Graduation, bring it on!

It’s been four years—four years of hustle, tears, and a ton of prayers. I don't know about the rest of you fourth years, but graduation’s seeming pretty nice right about now, and we’re only three weeks into the semester.

That is, until a couple of days ago. That’s when I found out that based on the courses I’m currently taking (and need to take in order to actually graduate from my program), I don’t meet the requirements for teacher’s college, which was my proposed plan of action until now. The details aren’t important. What is important is that for a while it seemed like all of that hard work was for nothing. I started imagining how ashamed my parents would be when I would have to move back in with them. I started thinking about how all those years of working in retail and food service would finally come in handy because at least I had experience for a job.

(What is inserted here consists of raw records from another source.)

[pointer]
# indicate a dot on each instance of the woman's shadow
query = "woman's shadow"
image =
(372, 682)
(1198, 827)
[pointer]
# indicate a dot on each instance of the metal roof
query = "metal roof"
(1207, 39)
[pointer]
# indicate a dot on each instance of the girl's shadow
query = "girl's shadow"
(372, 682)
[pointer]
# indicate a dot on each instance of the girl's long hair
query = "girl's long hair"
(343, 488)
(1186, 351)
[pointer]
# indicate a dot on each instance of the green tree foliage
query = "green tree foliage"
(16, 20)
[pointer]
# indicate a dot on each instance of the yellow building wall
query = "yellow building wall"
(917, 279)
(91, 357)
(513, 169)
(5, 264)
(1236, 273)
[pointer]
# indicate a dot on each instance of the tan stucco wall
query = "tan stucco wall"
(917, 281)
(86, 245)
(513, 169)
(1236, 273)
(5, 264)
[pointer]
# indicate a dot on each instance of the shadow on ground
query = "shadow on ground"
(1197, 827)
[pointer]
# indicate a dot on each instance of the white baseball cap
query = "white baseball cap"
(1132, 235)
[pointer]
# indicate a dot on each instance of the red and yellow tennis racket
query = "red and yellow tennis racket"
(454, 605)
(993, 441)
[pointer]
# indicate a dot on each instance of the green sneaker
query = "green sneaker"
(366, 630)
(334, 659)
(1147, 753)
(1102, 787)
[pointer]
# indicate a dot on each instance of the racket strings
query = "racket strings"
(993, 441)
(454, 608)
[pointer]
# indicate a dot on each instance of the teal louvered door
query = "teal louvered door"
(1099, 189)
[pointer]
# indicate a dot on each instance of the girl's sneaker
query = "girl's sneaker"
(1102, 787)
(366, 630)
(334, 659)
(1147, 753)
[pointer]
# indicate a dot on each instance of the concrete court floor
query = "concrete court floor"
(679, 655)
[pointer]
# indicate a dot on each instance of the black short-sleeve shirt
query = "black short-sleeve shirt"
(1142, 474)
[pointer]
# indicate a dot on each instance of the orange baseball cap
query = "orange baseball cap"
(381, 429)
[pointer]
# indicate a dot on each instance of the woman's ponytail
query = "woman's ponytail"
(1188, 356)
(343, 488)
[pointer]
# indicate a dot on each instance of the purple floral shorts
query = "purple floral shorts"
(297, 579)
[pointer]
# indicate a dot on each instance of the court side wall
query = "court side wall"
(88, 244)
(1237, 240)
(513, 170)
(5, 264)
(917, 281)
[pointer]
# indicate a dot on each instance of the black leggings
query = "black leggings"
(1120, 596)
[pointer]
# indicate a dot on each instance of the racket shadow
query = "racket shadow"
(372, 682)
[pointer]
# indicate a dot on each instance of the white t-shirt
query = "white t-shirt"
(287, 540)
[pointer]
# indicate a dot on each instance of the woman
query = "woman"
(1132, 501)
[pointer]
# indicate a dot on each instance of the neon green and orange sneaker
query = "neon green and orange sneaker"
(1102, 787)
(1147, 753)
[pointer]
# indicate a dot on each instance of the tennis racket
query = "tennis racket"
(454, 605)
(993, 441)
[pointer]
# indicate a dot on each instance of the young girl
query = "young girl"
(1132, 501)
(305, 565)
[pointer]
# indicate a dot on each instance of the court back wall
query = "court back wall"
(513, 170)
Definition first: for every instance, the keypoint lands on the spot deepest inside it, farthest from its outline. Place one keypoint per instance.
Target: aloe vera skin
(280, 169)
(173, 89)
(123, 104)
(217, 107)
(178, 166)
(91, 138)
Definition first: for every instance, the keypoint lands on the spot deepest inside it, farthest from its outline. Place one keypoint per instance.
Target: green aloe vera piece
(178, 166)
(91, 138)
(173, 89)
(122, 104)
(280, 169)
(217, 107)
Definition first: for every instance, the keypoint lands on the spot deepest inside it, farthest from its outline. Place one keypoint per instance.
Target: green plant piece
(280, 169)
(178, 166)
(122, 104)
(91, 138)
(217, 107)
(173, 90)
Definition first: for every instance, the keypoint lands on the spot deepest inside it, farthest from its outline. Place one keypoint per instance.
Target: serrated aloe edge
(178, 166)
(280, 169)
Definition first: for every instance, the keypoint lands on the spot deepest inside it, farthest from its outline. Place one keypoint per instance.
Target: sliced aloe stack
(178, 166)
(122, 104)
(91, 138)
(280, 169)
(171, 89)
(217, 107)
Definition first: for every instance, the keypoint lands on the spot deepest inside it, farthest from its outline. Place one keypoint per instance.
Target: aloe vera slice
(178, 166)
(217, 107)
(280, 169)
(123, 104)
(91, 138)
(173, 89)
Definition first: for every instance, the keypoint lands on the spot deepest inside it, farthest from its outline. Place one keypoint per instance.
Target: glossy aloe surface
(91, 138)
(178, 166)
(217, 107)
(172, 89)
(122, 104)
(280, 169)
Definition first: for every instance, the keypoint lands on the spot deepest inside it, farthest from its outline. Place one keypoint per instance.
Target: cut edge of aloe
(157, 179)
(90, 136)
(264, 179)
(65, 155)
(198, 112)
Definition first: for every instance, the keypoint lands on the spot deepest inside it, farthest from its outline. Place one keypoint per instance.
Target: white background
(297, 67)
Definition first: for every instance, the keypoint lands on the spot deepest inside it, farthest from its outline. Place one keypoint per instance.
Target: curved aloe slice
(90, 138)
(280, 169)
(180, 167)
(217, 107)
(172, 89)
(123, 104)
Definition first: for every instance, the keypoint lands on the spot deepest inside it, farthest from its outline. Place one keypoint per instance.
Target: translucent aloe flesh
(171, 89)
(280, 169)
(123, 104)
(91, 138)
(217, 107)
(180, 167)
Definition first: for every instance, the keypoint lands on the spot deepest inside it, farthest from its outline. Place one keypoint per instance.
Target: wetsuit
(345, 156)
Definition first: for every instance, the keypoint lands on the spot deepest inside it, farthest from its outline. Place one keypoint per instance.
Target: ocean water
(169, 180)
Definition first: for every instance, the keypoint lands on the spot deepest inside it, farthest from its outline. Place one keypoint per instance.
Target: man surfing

That is what employers want from recent graduates, right?

But then, after a copious amount of stress eating and an online quiz telling me I’m an optimistic person, I decided to look on the bright side.

I decided to dig down deep inside my soul and try to understand what I really wanted. I recalled the career counselling sessions I had in third year at the Western Student Success Centre, which I highly recommend, by the way. Based on a few tests and a few more crying sessions, I was told that I like order and stability, and I like to work with people while also liking my own space. But one of the most important things that my counsellor helped me realize is that I was so focused on pleasing everyone by presenting them with a daughter, a sibling or a friend who was successful that I had stopped trying to figure out what I wanted.

I left those appointments with a renewed mind and spirit, sure that I had chosen teaching as my goal because that’s what I wanted for my life. But then, something weird happened. My mom started telling the extended family that I was going to be a teacher and that I would be perfect for that job. I hated it when she told people and I always responded by telling them I hadn’t really figured it out yet, even though I thought I had. I blamed it on never wanting my mom to be right, but realizing that teaching wasn’t even an option anymore got me thinking.

Maybe I never wanted to teach. If I’m honest with myself, the only reason I planned on teacher’s college was that it was risk-free (Ironic, right?). I mean risk-free in the sense that there’s currently a need for teachers in Ontario, and once I got a job in a school, I figured the chances of me retiring in the same school were high, meaning no more career changes and no more job interviews because that stuff’s stressful. There was no passion hiding in this life decision.

And, it only took an afternoon for me to get over the news and make new plans. Usually, I at least cry for a couple of days and speculate what I would tell Ellen DeGeneres one day about all of the struggles I’ve had to deal with in order to reach the massive success I achieved.

But this time, it didn’t happen. I immediately rallied my resources and like an online-test-certified-optimist, I listed my possible options: doing a fifth year, entering the workforce, or applying for a different program. There was a version of me not too long ago that would never consider the first two options as valid. After all, I did have my life planned out by the year.

But something from my career counselling appointments stuck with me. My counsellor once told me the job market isn’t what it used to be. You don’t have to stick with one career path your whole life; instead, you can change your mind as often as you like, allowing you to take risks and try new things. With that thought in my mind as a comforting pillow, I decided that I would follow that advice and just see where time takes me. Not everything needs to be as stressful as we make it to be. Sometimes, you really can just watch Friends and let those assignments sit for a few hours.

Because people are wrong. You don’t only have one chance. You have many—so take a few.